Brands know interactions that feel personal and relevant to customers are key to driving conversions in our oversaturated digital environment. However, as signal loss continues, brands face significant challenges in maintaining effective reach, targeting, and measurement in their marketing efforts, and now is the time to get your first-party data strategies in order.
Without the signals third-party cookies send, it’s harder for companies to understand how customers interact with their brands across the digital ecosystem and owned channels. Specifically, charting customer journeys beyond the original touch point — for example, an email nurture campaign — becomes more difficult. As time goes on, the signal grows faint, meaning brands urgently need to adopt more robust mechanisms for reaching and engaging customers.
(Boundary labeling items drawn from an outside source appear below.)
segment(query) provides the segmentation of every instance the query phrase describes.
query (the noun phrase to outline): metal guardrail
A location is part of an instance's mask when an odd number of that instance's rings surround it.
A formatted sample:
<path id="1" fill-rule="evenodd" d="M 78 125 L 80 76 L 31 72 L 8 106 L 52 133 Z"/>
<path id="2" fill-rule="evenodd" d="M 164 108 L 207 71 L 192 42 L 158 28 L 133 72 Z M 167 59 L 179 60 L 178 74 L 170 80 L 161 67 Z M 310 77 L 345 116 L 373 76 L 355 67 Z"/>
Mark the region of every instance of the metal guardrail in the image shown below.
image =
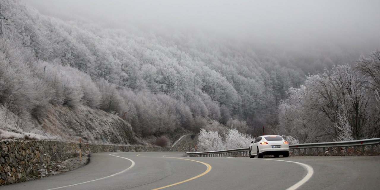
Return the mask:
<path id="1" fill-rule="evenodd" d="M 296 154 L 296 150 L 298 150 L 299 154 L 307 154 L 308 149 L 309 153 L 313 153 L 314 150 L 318 154 L 320 148 L 323 150 L 323 152 L 329 152 L 333 153 L 334 151 L 334 147 L 345 147 L 344 153 L 347 154 L 348 152 L 348 147 L 353 147 L 353 152 L 354 154 L 356 154 L 356 147 L 361 147 L 361 154 L 364 154 L 365 146 L 370 146 L 371 150 L 374 152 L 374 146 L 380 144 L 380 138 L 374 139 L 364 139 L 363 140 L 357 140 L 349 141 L 331 142 L 318 142 L 315 143 L 306 143 L 296 144 L 290 144 L 289 148 L 292 152 L 293 155 Z M 326 149 L 327 148 L 327 149 Z M 313 150 L 314 149 L 314 150 Z M 339 149 L 339 150 L 341 150 Z M 336 150 L 335 151 L 336 151 Z M 249 149 L 248 148 L 241 149 L 231 149 L 223 150 L 217 150 L 214 151 L 201 152 L 186 152 L 185 153 L 190 157 L 220 157 L 226 156 L 247 156 L 249 154 Z"/>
Enter identity resolution.
Identity resolution is the ability to accurately resolve consumer data from a variety of sources to a household or an individual in a privacy-centric manner. Identity should be the foundation of everything you do across your enterprise. As third-party signals fade, a robust identity strategy enables precise and personalized customer interactions, ensuring your marketing efforts build brand loyalty and drive conversions.
What is identity resolution?
Identity resolution connects the dots between consumers’ digital footprints to give the full picture of their online behavior across devices, channels, and touchpoints. It’s a key component of effective data collaboration, promoting consistency and accuracy across multiple platforms and partners.
Identity resolution uses advanced algorithms and machine learning techniques to accurately link disparate pieces of data to the correct individual and create a comprehensive picture of a user’s interactions and behaviors across various platforms. By resolving identities across channels and devices, it becomes possible to recognize customers any time they interact with your brand. This helps to prevent signal loss so you can continue to tailor campaigns to customers’ behaviors, preferences, and interests without using third-party cookies.
How does identity resolution work?
Identity resolution combines data management strategies and advanced analytics to prevent signal loss and establish consistent identifiers across customer journeys.
Key elements of identity resolution include:
Pseudonymous data
Pseudonymous data includes data points that don’t directly identify an individual, but that can be used to gain a sense of a person’s online activities and preferences. For example, a Mobile Ad ID (MAID) is a unique identifier created by a mobile device’s operating system and shared with apps downloaded to the device. A MAID can be used to “remember” an individual’s behavior and choices without using their personally identifiable data (PII). Identity resolution collects and connects these pseudonymous datasets, then resolves them down to individuals, each of whom is assigned a unique identifier that can’t be traced to a specific person.
Offline data
Offline data comprises PII, such as an individual’s name, postal address, email address, and telephone number. This data is compiled over time through continuous customer interactions and stored in an offline reference graph.
Resolution
The resolution process uses advanced algorithms and matching logic to accurately link these disparate data sources to create consistent identities. Resolution can be done at either the individual or household level depending on what makes sense for your purposes. In both cases, resolving identities enables you to personalize customer experiences across channels and interaction points.
Deterministic match
Deterministic matching links different identifiers to known individuals’ PII. For example, when someone starts a new job, deterministic matching can link their new work email with accounts and activity associated with their old one. For the most accurate match and widest reach, this step should use a third-party offline reference graph.
Probabilistic match
Probabilistic identity methodologies complement deterministic matching to create a fuller picture of online identity. Devices can be implicitly grouped by data points such as IP address, operating system, Wi-Fi network, and location. Probabilistic matching uses statistical modeling to understand these groupings and assign them to identities at varying confidence levels.